Lundi 25 novembre, le Collège du Travail et la Conférence Universitaire des Associations d'Etudiants organisaient, avec l'Association pour l'étude de l'histoire du mouvement ouvrier, le Centre international de recherche sur l'anarchisme et l'Ecole syndicale d'Unia, une rencontre autour de Lucien Tronchet et de ses combats, syndicaux mais aussi politiques. Et du 14 au 17 novembre, à Saint Imier, se tenaient à l'Espace Noir des « journées de l'anarcho-syndicalisme et du syndicalisme révolutionnaire » (www.espacenoir.ch). Mais d'où, de si loin, nous revient donc l'anarcho-syndicalisme ?


 




Toute la place, tout le soleil, et tout le temps...
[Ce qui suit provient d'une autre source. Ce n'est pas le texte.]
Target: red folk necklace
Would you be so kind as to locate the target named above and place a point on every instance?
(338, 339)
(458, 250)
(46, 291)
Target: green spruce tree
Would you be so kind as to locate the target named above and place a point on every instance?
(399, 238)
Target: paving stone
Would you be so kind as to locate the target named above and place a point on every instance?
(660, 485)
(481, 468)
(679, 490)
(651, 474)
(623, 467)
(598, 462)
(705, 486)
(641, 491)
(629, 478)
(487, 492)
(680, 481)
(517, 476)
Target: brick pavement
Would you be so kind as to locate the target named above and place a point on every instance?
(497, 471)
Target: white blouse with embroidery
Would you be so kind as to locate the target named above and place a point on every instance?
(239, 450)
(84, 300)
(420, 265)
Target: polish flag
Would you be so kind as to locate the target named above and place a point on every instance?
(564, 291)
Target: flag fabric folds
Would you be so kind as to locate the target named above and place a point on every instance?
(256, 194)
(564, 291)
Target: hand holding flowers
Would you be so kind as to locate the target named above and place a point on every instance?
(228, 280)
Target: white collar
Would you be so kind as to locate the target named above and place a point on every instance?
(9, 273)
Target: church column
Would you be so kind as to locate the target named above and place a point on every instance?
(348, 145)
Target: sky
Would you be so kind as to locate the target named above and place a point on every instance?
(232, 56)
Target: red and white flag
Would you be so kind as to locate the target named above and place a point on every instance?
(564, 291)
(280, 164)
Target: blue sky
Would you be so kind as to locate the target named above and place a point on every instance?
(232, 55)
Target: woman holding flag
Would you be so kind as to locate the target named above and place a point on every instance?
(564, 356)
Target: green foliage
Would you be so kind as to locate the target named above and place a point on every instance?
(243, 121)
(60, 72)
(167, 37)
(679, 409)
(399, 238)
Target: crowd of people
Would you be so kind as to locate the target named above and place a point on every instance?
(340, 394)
Ploum, ploum, tralala, les anars sont toujours là »... Mais d'où, de si loin, nous revient donc l'anarcho-syndicalisme ? Et pourquoi, en ce moment ? Il n'avait certes pas disparu de notre horizon politique, mais il y campait nimbé de nostalgie, plus que d'enseignements politiques. Et le voilà qui revient -moins comme une vieille taupe que comme un vieux chat de gouttière, et moins comme un mode d'organisation syndicale (et donc politique, quelque répugnance qu'il ait à l'égard des partis politiques) que comme le rappel de quelques principes, et comme une critique radicale du syndicalisme tel que nous en avons hérité des années cinquante et soixante du siècle passé. Un syndicalisme, quelque variante que l’on en examine, dont nous n’attendions plus grand chose -sinon l’élévation du niveau de survie, mais souvent au prix de l’abaissement du seuil de tolérance à l’aliénation, et, surtout, du maintien du lien laborieux, liant celui qui vend sa force de travail à celui qui l’achète, liant le travailleur à la marchandise.
Il est vrai que si l’on se contente de demander au capitalisme de l’argent (ou du temps, ce qui pour lui revient au même), c’est qu’on a eu largement le temps d’apprendre qu’il ne fallait rien en attendre d’autre que de l’argent. Le capitalisme peut partager (un peu) ses profits, si ce partage lui rapporte -et il lui rapporte, ainsi que l’illustre la création de l’Etat social  : elle a renforcé le capitalisme ; elle a «produit» des consommateurs capables de consommer beaucoup plus que les hâves prolétaires du XIXème siècle ; elle a aussi «produit des producteurs » infiniment plus efficaces que les manœuvres analphabètes de la révolution industrielle; elle a enfin accordé à tous les sociétaires des sociétés postindustrielles des moyens d’existence, et donc de consommation, garantis, même en cas d’incapacité de travail.
L'anarcho-syndicalisme ne s'en contente pas. Il ne revendiquait pas seulement plus de beurre sur les tartines, ne posait pas seulement la question de l'indépendance des syndicats à l'égard de l'Etat et des partis politiques : il se donnait aussi pour tâche de rompre les liens sociaux produits par le capital, quand le syndicalisme traditionnel n’avait plus guère de projet que celui de les maintenir et, quand il le peut, de les renforcer (à commencer par le salariat, à continuer par l’Etat).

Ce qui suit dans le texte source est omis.